« La climatisation, une diversion dans un moment où il faut du courage politique »
Canicule à Toulouse, le 22 juin 2026. - © Frédéric Scheiber / Hans Lucas / Hans Lucas via AFP
Canicule à Toulouse, le 22 juin 2026. - © Frédéric Scheiber / Hans Lucas / Hans Lucas via AFP
La climatisation, qui réchauffe le climat, est un « non-sens » face aux canicules, explique la sociologue Marlyne Sahakian. Vouloir l’installer partout, comme le souhaitent les politiques, est un « moyen d’évincer le réchauffement climatique du débat ».

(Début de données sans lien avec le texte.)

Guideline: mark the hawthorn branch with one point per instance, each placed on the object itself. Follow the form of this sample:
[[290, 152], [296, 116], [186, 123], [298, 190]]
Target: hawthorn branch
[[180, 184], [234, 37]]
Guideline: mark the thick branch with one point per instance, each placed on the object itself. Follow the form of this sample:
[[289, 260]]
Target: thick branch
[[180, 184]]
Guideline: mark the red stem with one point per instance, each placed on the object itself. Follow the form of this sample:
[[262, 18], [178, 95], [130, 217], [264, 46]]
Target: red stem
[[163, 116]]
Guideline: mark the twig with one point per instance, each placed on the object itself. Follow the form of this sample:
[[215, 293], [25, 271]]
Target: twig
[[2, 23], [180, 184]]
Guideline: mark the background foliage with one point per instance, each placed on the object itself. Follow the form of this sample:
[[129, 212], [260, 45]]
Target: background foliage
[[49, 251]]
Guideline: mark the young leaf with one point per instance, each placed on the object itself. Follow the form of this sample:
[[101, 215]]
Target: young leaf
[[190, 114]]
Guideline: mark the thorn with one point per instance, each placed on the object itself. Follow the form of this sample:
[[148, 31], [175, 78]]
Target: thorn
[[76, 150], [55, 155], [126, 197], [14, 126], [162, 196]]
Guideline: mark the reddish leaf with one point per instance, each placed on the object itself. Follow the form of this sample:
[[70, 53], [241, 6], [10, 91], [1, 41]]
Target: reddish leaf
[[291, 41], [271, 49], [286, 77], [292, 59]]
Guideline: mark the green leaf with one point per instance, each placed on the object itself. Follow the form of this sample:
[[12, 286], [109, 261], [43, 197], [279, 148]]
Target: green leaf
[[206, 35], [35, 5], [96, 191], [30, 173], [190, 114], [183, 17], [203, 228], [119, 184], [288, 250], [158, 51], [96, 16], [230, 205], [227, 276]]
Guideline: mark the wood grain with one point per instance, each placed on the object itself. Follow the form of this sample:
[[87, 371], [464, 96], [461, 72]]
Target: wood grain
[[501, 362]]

L’été vient tout juste de commencer et la France subit déjà sa deuxième vague de chaleur extrême. 58 départements ont été placés en vigilance rouge canicule le 24 juin. 90 % de la population française est exposée à des températures extrêmes depuis plusieurs jours. Du jamais-vu. Alors sur les chaînes de télé, c’est l’emballement : la climatisation s’invite à tout-va dans les débats. Pourtant, l’utiliser est contre-productif.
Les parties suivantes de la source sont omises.